Fünftens: Die Auswärtsschwäche. Drei Siege aus 17 Spielen, Drittletzter der Auswärtstabelle, grausame Leistungen in Serie (3:5 in Düsseldorf, 1:4 in Kaiserslautern, 0:1 in Kiel, 0:3 in Magdeburg, 2:5 in Berlin, 0:2 in Fürth) – fängt sich Schalke nicht auswärts, wird auch die kommende Saison ein Debakel.

Schalke-Boss Axel Hefer
Schalke-Boss Axel Hefer © Ralf Ibing /firo Sportphoto | Ralf Ibing

Sechstens: Die Führungsschwäche. Doch nicht nur jeder rund um die Profimannschaft muss sich verbessern. Auch die Klubführung trug zur Unruhe der Saison bei. Dafür gibt es etliche Beispiele.

- Der seit drei Jahren von Axel Hefer geführte Aufsichtsrat entschied 2023/2024 zu oft nach dem Hire-and-Fire-Prinzip. Ex-Trainer Reis, im Mai 2023 gefeiert, war vier Monate später seinen Job los. Hechelmann wurde im Juni mit Lobeshymnen engagiert und ein halbes Jahr später gefeuert. Chefscout Chris Kresse kam im November, erhielt im Januar 2024 (lautstark kommuniziert) eine wichtige Rolle, nur um im April rausgeworfen zu werden. Addiert mit den Spieler-Sanktionen ergibt sich das Bild eines FC Rauswurf 04.

- Einen Hauptsponsor haben die Schalker immer noch nicht gefunden, die rund um die Verkündung viel diskutierte Zusammenarbeit mit der Agentur Sportfive muss sich erst noch bewähren.

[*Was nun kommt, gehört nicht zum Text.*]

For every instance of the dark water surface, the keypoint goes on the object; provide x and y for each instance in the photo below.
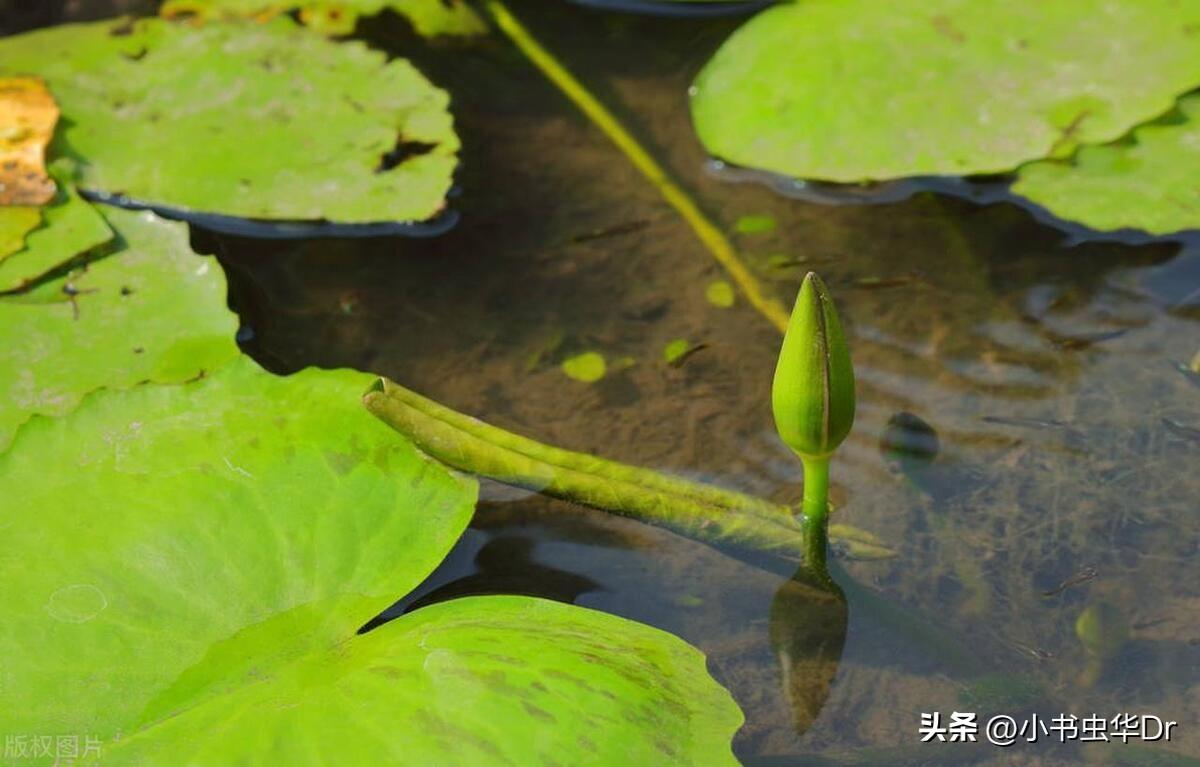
(1044, 364)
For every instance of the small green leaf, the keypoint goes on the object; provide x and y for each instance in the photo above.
(720, 293)
(261, 120)
(813, 395)
(755, 225)
(587, 367)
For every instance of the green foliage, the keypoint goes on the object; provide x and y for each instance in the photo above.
(853, 90)
(244, 119)
(587, 367)
(720, 293)
(155, 311)
(676, 349)
(1147, 183)
(70, 227)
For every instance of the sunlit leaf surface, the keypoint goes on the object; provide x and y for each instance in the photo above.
(852, 90)
(154, 311)
(261, 120)
(66, 228)
(1147, 183)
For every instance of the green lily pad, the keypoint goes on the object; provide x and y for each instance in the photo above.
(430, 18)
(244, 119)
(855, 90)
(16, 222)
(156, 311)
(70, 227)
(186, 568)
(1145, 184)
(587, 367)
(759, 223)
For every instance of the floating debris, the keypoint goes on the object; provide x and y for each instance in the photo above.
(1181, 431)
(755, 225)
(677, 352)
(1086, 341)
(1032, 423)
(1080, 577)
(1189, 371)
(587, 367)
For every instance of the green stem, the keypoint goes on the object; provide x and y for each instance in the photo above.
(697, 510)
(816, 511)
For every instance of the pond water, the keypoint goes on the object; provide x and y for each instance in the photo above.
(1042, 359)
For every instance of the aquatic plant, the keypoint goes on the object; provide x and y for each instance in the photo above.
(813, 399)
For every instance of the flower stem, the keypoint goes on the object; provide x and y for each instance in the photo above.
(816, 513)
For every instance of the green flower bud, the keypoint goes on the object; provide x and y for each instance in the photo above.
(814, 391)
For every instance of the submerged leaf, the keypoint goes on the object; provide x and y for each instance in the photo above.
(16, 222)
(1145, 184)
(155, 311)
(720, 293)
(852, 90)
(28, 114)
(245, 119)
(430, 18)
(217, 546)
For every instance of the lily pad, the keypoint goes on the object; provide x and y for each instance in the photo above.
(1147, 183)
(855, 90)
(69, 227)
(587, 367)
(186, 569)
(430, 18)
(16, 222)
(155, 311)
(244, 119)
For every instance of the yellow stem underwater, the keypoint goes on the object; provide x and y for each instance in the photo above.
(708, 233)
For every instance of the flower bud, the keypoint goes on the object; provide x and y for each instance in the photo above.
(814, 391)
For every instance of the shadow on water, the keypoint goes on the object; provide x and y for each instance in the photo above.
(1041, 366)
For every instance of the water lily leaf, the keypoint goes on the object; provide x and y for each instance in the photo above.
(853, 90)
(1145, 184)
(186, 568)
(70, 227)
(430, 18)
(720, 293)
(28, 114)
(245, 119)
(155, 311)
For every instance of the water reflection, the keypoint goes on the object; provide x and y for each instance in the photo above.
(808, 633)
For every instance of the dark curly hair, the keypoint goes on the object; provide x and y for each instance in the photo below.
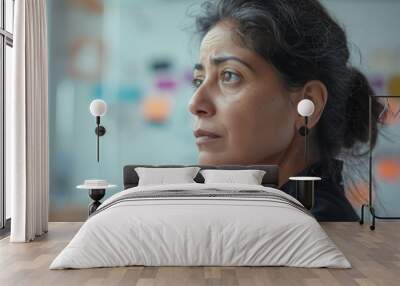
(303, 42)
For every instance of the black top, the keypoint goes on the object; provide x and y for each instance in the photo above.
(330, 201)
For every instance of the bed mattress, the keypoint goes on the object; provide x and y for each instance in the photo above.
(201, 225)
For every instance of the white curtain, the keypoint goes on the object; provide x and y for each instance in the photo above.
(27, 122)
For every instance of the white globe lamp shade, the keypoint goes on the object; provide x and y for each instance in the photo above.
(305, 107)
(98, 107)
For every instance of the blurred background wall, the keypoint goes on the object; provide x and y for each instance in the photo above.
(138, 57)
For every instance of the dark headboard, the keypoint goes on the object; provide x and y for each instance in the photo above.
(270, 178)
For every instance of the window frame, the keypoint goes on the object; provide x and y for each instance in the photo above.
(6, 39)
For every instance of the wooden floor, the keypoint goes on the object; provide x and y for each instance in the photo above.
(374, 255)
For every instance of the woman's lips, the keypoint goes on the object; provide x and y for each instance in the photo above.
(204, 136)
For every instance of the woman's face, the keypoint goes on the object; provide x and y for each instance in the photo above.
(244, 114)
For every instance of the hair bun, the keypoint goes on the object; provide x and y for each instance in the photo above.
(357, 110)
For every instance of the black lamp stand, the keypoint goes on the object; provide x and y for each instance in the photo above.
(100, 131)
(369, 205)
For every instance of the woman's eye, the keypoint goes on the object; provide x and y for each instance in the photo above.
(230, 77)
(196, 82)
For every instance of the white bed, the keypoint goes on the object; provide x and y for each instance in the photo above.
(207, 230)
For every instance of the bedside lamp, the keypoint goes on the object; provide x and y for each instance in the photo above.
(98, 108)
(305, 108)
(305, 185)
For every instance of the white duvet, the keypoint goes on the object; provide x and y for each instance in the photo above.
(200, 231)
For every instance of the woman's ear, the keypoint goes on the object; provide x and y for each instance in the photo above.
(315, 91)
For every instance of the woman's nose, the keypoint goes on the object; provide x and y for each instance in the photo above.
(201, 103)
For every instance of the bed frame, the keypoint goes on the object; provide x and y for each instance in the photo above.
(270, 178)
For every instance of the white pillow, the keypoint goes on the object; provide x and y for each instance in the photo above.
(248, 177)
(161, 176)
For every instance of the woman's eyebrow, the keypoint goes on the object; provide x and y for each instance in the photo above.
(221, 59)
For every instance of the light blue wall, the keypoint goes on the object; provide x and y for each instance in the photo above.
(131, 35)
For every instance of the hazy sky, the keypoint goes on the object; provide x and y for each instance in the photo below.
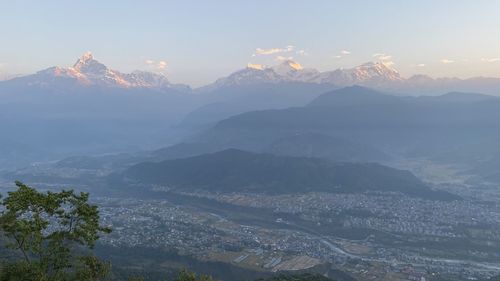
(202, 40)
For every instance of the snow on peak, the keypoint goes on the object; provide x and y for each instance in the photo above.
(89, 71)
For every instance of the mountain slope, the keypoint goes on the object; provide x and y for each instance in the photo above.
(239, 171)
(403, 126)
(89, 72)
(323, 146)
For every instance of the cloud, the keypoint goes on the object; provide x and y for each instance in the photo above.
(490, 59)
(255, 66)
(301, 52)
(159, 65)
(270, 51)
(384, 58)
(282, 58)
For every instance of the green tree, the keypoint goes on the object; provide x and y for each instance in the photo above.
(53, 233)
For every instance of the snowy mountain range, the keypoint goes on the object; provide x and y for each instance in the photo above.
(369, 74)
(89, 72)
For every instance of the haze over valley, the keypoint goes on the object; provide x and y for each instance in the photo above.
(292, 155)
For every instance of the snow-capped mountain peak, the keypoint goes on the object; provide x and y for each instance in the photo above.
(88, 65)
(88, 71)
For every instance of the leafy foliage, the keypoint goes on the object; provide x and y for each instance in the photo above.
(52, 232)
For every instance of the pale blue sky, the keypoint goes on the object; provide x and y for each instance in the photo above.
(203, 40)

- Der Dauerzoff zwischen Hefer und Vor-Vorgänger Clemens Tönnies ist immer noch nicht ausgeräumt und droht sich fortzusetzen.

- Indiskretionen prägten die komplette Saison, Hefer gelang es nicht, sie zu stoppen - in allen Bereichen des Klubs.

- Die finanziellen Probleme sind nach wie vor erheblich - und das ist nicht mehr allein auf die Altlasten zurückzuführen, wie Hefer häufig sagt. Dass Hefer Ex-Vorstandsboss Dr. Bernd Schröder engagierte, war beispielsweise ein millionenschwerer Fehler. Ob Modelle wie die Veräußerung von Stadionanteilen - auf welche Art auch immer - die Lösung sind?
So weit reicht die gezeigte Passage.